The bigger disruption will occur when Google, Facebook, Twitter, Reddit etc become useless from all the AI spam that's sure to overwhelm it all.

1 comments

But here's the question. If these tools make existing devs 10x more productive, why bother hiring new people in the field?
The tools of today, even fucking Eclipse and gah Xcode from the early 2000s make programmers far far more than 10x more productive than machine code on punch cards. By your implied logic there should be a tiny fraction of the programmers there were in the 60s.

Anyway I think this 10x more productive claim is still a bunch of BS with the current crop of AI demos.

Why hire new people, because companies want to do things they couldn't do before. This has been happening for decades already as tooling has evolved. It used to be very hard for average companies to write cross-platform commerce software, now it's a standard thing in the form of a website + payment processor.

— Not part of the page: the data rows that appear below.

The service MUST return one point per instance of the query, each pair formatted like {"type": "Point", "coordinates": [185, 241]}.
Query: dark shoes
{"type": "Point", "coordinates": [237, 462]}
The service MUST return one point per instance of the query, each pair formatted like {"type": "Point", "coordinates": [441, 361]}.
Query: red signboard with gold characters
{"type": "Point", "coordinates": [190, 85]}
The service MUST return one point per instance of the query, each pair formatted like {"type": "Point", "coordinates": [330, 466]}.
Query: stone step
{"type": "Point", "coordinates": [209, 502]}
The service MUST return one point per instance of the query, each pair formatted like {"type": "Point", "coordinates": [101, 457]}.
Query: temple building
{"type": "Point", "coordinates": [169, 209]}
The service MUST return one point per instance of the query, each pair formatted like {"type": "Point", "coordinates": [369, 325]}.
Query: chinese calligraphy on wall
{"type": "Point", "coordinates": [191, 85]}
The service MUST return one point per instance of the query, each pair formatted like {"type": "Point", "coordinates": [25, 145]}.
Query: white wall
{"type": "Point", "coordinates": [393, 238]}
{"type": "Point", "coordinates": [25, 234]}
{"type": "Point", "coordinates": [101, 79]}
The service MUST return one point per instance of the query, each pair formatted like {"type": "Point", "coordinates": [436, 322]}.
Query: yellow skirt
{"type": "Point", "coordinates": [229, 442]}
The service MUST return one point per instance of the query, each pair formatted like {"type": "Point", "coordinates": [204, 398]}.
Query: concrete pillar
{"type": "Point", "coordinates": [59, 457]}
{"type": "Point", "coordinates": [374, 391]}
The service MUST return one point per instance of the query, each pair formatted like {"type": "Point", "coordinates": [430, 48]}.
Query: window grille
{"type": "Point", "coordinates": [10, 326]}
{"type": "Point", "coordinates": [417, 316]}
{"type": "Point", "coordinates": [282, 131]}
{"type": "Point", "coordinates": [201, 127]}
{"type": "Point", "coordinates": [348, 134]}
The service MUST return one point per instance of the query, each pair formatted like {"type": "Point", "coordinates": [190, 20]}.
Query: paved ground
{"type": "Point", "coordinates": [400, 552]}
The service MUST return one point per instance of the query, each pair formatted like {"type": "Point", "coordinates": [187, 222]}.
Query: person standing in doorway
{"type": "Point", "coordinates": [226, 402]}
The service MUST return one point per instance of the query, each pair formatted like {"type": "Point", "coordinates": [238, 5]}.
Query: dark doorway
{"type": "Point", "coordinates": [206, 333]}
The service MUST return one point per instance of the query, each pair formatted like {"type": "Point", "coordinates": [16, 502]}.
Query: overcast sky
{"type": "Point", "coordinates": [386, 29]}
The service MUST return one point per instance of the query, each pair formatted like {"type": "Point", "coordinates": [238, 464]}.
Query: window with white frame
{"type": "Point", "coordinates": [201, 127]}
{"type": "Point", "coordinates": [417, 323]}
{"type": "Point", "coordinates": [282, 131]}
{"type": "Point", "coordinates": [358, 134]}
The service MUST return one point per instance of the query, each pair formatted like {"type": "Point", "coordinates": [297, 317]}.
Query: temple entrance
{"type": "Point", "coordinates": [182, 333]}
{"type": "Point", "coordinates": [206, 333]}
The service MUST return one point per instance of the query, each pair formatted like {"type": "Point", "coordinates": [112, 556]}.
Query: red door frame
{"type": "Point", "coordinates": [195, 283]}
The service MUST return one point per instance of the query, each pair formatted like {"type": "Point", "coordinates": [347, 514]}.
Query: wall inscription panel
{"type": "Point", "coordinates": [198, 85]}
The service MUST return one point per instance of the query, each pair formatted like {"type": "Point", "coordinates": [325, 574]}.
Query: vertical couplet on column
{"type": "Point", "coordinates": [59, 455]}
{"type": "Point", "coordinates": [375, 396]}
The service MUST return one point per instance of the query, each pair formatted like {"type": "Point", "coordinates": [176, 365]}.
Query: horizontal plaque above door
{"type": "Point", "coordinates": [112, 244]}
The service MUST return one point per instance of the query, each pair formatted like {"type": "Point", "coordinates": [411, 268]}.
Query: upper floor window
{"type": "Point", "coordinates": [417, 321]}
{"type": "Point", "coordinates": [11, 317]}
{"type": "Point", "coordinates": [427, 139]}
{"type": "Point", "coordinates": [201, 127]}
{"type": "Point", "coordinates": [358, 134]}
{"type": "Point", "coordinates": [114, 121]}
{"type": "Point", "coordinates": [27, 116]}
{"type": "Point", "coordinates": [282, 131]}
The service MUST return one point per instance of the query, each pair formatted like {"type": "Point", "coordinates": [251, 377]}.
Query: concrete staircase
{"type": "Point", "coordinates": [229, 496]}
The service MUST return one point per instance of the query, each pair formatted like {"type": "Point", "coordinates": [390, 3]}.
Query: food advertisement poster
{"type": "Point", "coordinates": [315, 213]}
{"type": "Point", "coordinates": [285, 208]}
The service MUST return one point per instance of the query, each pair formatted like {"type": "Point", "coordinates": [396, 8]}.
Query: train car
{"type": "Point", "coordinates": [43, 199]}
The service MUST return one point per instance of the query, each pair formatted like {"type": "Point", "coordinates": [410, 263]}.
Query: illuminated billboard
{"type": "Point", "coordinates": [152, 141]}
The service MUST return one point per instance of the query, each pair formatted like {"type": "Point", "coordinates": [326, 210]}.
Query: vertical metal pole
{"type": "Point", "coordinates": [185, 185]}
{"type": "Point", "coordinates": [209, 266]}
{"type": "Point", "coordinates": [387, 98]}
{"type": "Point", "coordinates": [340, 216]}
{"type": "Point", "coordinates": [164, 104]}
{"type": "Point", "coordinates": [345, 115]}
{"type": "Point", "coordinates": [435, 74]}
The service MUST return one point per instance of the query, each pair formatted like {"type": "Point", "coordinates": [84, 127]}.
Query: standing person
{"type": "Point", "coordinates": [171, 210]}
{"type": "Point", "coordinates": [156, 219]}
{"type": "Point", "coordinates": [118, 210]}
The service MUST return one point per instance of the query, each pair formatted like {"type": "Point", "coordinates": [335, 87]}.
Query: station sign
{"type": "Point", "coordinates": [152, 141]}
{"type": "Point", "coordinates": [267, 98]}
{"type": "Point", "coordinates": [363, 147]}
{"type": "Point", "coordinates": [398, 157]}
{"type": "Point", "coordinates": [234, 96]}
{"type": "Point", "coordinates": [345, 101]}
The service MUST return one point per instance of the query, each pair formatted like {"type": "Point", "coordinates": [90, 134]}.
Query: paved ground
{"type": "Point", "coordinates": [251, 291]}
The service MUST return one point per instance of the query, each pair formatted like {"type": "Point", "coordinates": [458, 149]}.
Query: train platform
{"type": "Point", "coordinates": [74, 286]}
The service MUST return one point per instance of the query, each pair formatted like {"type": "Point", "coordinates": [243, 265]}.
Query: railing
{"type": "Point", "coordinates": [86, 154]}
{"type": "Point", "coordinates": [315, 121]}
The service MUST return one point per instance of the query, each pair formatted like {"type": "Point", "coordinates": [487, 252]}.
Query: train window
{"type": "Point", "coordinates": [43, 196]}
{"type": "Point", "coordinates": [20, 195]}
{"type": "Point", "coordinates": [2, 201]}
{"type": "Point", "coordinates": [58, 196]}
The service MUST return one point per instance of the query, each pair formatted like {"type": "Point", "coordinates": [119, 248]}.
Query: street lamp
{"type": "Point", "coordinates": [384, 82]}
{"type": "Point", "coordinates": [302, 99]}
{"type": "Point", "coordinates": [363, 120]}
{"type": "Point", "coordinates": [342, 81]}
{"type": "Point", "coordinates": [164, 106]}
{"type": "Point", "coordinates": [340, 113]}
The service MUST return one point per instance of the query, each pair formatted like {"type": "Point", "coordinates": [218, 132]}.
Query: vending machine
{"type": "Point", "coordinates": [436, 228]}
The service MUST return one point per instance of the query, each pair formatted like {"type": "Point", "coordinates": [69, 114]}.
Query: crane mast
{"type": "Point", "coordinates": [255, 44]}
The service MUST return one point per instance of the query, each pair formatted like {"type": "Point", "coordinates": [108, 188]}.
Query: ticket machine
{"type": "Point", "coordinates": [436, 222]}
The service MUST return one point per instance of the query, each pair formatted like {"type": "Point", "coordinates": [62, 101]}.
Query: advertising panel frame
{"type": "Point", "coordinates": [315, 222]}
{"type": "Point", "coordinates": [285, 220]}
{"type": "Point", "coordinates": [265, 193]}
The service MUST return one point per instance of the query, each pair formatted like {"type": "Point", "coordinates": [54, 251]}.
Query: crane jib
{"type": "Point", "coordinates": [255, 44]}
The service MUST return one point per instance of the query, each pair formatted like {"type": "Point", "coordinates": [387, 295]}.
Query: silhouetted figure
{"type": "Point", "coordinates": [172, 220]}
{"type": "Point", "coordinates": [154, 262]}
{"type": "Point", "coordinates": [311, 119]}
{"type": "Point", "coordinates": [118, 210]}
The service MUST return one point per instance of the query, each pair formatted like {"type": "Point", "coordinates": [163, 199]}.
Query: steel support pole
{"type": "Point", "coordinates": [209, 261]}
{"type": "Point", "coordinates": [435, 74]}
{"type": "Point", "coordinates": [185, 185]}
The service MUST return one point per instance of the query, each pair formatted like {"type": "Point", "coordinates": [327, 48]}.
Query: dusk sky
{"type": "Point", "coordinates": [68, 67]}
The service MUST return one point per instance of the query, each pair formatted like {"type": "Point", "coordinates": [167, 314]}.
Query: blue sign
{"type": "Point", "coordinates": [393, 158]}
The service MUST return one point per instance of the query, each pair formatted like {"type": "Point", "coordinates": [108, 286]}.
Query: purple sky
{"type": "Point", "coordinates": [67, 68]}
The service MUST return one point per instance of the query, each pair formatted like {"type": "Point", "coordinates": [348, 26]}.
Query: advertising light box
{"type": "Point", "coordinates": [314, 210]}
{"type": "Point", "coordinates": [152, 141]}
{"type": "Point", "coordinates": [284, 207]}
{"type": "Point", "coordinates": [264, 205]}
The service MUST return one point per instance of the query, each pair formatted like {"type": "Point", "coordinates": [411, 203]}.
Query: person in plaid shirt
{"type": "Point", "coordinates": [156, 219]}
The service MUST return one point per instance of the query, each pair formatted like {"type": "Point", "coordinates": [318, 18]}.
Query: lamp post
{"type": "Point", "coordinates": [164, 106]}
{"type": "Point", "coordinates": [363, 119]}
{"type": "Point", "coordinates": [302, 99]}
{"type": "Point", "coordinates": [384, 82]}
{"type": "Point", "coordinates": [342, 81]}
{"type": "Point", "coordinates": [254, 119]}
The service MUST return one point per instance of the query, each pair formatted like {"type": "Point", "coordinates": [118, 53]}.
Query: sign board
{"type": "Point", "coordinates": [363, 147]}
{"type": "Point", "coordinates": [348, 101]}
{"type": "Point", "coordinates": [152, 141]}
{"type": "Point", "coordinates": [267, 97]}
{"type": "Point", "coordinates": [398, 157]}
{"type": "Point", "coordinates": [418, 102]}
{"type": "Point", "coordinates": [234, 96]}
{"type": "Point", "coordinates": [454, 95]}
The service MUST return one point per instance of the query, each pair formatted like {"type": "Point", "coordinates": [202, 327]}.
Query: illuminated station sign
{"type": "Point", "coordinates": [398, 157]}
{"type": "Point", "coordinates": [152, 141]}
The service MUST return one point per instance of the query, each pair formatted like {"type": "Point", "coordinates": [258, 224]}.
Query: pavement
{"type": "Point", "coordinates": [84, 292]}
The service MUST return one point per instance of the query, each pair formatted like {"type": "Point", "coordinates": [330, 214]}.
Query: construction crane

There might be some companies or departments that don't need to evolve anymore, and they cut people. That happens already; the product gets finished, so they lay people off. But those people find new jobs.

My guess is that the goals for existing software projects have always been limited by how much talent could be purchased, not by vision. So unless we run out of vision, nobody is actually going to be put out of a job by this technology. We'll just shoot for bigger goals.
This will create more demand for our field, not less. Increasing the power of programmers unlocks so much more potential.
Companies always have ideas on the backlog. I myself have a huge backlog of dream projects that I don't have time to implement, and I'm just one person.

Tech like this helps us make a bigger impact faster.

The new people will still work for a little less.